Mali became the latest in May 2023 when WHO confirmed it had eliminated trachoma, a blinding infection. Haiti and the Dominican Republic are working to eliminate malaria and mosquito-borne lymphatic filariasis by 2030. Countries in Africa and America are trying to eliminate river blindness by 2035.
a personal mission
The former US president taking over the reins was a major boost for a non-profit that had been reliant on private donors to fund its initiatives.
Carter’s fundraising enabled the center to pour $500 million into fighting Guinea worm. He persuaded manufacturers to donate larvicide as well as nylon cloth and specially made drinking straws to filter the water. His visits to afflicted villages often attracted news coverage, raising awareness globally.
“He went to a lot of areas where people were suffering,” said Dr. William Brieger, a professor of international health at Johns Hopkins University who spent 25 years in Africa. “The kind of attention it brought to him for getting on the ground and highlighting the plight of individual people suffering, I think it made a significant difference.”
Carter saw the disease firsthand in 1988 while visiting a village in Ghana, where about 350 people were infested by worms. He approached a young woman who was seen cradling a child in her arm.
“But there was no child,” Carter wrote in his 2014 book “A Call to Action.” “Instead, she was holding her right breast, which was about a foot long and had a worm coming out of her nipple.”
Carter used his position to inspire other leaders to take on larger roles. Some heads of state became competitive, inspired by the center’s charts and newsletters that showed which countries were progressing and which were lagging behind.
insects in the war zone
In 1995, Carter intervened when the civil war in Southern Sudan made it too dangerous for workers to reach hundreds of hotspots. The ceasefire he negotiated enabled the Center and others to distribute 200,000 water filters and search more endemic villages.
Makoy Samuel Yibi, the young nation’s Guinea worm eradication director, said Carter’s efforts not only stopped transmission in much of South Sudan, but also built confidence in communities, resulting in a “significant peace dividend.”

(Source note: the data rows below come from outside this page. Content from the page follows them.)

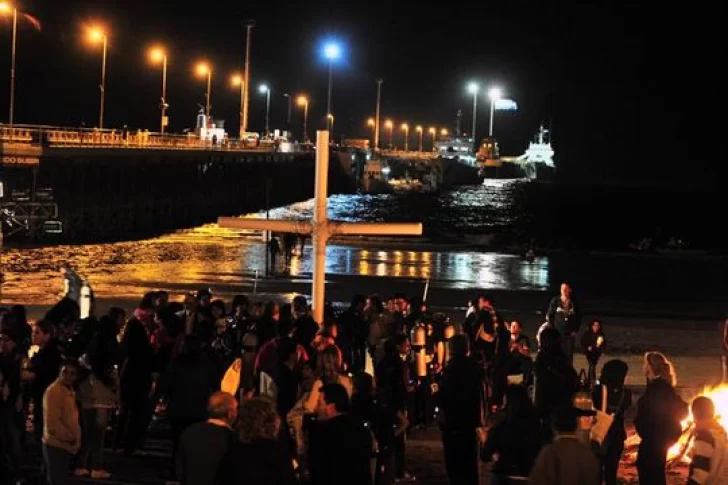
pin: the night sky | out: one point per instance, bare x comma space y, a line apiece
634, 90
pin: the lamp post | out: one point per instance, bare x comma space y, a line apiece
373, 125
97, 35
332, 52
390, 126
473, 89
237, 80
158, 54
290, 102
204, 69
303, 101
494, 94
264, 89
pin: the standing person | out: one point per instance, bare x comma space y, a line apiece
340, 446
258, 456
593, 344
203, 445
61, 431
619, 399
461, 412
97, 395
563, 315
707, 456
42, 370
566, 461
659, 412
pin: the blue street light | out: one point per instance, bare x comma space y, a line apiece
332, 52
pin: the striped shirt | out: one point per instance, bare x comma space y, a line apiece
708, 460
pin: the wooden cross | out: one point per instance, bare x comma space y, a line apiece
320, 227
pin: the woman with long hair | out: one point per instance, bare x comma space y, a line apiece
659, 413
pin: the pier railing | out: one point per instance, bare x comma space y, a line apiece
58, 137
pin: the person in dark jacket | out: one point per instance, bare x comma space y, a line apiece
564, 315
203, 445
461, 412
593, 344
556, 379
619, 399
258, 456
514, 442
340, 446
659, 412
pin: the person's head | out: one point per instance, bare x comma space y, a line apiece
217, 307
565, 291
328, 366
69, 373
258, 420
222, 406
459, 345
484, 301
614, 373
118, 316
300, 306
703, 410
43, 332
656, 366
334, 401
287, 351
358, 302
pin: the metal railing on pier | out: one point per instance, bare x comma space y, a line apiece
57, 137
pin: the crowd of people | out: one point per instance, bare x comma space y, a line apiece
261, 393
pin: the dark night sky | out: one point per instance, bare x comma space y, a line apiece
634, 89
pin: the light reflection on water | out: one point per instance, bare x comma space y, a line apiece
210, 255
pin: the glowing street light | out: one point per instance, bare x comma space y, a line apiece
237, 80
98, 35
494, 94
203, 69
373, 125
473, 89
157, 55
389, 124
332, 52
303, 101
264, 89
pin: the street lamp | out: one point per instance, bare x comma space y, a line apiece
290, 102
96, 35
390, 126
157, 55
473, 89
494, 94
264, 89
373, 124
237, 80
332, 52
303, 101
204, 69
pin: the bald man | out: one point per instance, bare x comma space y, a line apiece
203, 445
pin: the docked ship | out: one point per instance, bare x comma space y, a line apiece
537, 162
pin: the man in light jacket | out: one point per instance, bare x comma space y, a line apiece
61, 430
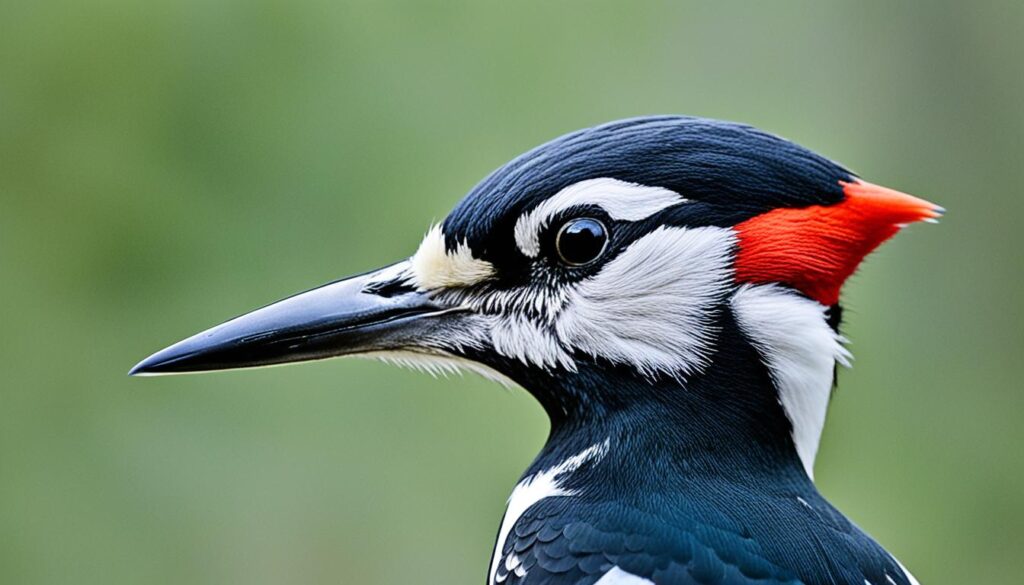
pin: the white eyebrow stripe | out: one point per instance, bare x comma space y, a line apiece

In 1993, Pakistan became the first endemic country to eliminate human cases. India soon followed suit. Until 1997, the disease was not found in Asia. By 2003, recorded cases worldwide had dropped to 32,000 – a 99% decline in less than two decades.
Some setbacks discouraged Carter. While visiting a hospital full of afflicted children and adults amid a 2007 resurgence in Ghana, Carter publicly suggested that the disease should perhaps be renamed “Ghana worm”.

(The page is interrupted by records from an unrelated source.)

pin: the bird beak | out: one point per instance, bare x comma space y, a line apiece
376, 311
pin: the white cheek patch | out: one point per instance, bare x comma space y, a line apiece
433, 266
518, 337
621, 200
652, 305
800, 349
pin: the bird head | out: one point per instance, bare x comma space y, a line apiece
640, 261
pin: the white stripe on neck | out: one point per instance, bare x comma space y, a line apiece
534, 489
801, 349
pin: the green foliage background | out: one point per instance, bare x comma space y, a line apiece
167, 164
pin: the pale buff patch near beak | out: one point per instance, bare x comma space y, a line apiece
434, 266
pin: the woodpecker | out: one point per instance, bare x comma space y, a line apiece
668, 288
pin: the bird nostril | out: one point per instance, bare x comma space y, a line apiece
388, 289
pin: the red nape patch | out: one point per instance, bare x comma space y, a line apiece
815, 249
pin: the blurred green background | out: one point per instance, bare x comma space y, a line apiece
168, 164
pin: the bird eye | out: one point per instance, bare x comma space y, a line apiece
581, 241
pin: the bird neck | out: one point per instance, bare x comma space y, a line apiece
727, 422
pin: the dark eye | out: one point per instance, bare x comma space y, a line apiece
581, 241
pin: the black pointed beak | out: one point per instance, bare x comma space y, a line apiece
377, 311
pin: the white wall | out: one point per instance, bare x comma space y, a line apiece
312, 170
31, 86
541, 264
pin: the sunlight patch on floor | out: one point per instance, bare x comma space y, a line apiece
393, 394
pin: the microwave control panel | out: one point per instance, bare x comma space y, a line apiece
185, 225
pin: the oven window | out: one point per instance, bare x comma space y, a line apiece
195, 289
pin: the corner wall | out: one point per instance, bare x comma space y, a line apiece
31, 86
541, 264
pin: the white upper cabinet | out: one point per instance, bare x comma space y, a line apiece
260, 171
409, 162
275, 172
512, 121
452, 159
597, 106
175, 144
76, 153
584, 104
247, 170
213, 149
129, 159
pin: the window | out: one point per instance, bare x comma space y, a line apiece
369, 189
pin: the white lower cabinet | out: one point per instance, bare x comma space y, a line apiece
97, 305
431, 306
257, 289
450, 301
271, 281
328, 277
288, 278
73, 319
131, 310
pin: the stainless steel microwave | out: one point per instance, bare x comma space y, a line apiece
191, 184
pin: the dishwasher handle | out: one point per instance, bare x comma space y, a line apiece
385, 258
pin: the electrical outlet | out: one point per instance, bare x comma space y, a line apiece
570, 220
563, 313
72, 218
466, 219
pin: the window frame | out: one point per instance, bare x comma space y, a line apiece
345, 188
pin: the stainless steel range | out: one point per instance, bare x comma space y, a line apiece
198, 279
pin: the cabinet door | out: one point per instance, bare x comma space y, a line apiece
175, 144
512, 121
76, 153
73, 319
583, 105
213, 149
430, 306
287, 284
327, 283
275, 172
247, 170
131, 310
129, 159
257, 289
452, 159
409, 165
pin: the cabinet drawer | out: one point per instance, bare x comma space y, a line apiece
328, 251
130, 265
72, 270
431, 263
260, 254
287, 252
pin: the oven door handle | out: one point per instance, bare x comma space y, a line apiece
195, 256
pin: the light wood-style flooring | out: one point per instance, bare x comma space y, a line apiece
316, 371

“Ghana was very embarrassed,” Hopkins said.
Ghana ended broadcasting within three more years. Even more inspiring: Nigeria, which once had the highest number of cases in the world, reached zero infections in 2009.
“He was a thunderbolt,” Hopkins said. “It was important throughout Africa, throughout the global campaign.”
till the last worm
Even after being diagnosed with brain cancer, Carter remained focused: “I would like the last Guinea worm to die before I die,” he told reporters in 2015.

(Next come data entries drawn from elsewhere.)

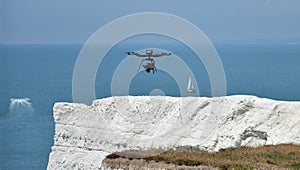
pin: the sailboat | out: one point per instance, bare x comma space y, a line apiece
190, 88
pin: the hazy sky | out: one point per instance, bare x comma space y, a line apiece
74, 21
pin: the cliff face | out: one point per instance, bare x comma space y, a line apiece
84, 135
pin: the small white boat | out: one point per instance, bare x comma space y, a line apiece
190, 88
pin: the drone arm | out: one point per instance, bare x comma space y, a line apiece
136, 54
161, 54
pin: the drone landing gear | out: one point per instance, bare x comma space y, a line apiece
149, 66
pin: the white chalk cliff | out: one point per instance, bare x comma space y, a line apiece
84, 135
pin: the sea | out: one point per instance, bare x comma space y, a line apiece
35, 76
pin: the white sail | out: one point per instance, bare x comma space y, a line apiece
190, 88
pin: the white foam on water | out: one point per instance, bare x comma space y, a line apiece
20, 105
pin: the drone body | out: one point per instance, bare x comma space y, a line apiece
149, 59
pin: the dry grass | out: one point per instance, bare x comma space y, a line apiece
285, 156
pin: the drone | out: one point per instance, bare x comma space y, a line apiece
150, 62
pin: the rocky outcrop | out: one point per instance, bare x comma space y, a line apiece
84, 135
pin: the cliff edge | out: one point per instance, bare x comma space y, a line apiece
84, 135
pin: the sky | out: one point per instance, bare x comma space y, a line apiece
74, 21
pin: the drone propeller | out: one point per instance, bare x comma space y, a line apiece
140, 65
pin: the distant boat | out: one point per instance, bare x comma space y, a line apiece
190, 88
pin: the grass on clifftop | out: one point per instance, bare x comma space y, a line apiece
265, 157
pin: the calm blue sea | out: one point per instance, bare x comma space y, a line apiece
43, 75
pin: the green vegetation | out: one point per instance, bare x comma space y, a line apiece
265, 157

Despite declining cases, total success has proven elusive.
Historic floods and years of civil war have displaced millions of people across Central Africa who lack access to clean drinking water. Nine of the 13 total cases reported in 2023 occurred in Chad, where infection in dogs has made it difficult to eliminate the worms.
“These planets are the most challenging places on Earth to operate,” said Adam Weiss, who has directed the mission since 2018. “You need eyes and ears on the ground every day.”
The campaign still relies on about 30,000 volunteers spread across about 9,000 villages. It may be difficult to remain vigilant now because cases are so rare, Weiss said.
“I would still like to think that we will beat that timeline,” Weiss said of the 2030 eradication goal. “The Carter Center is committed to this, obviously, no matter what.”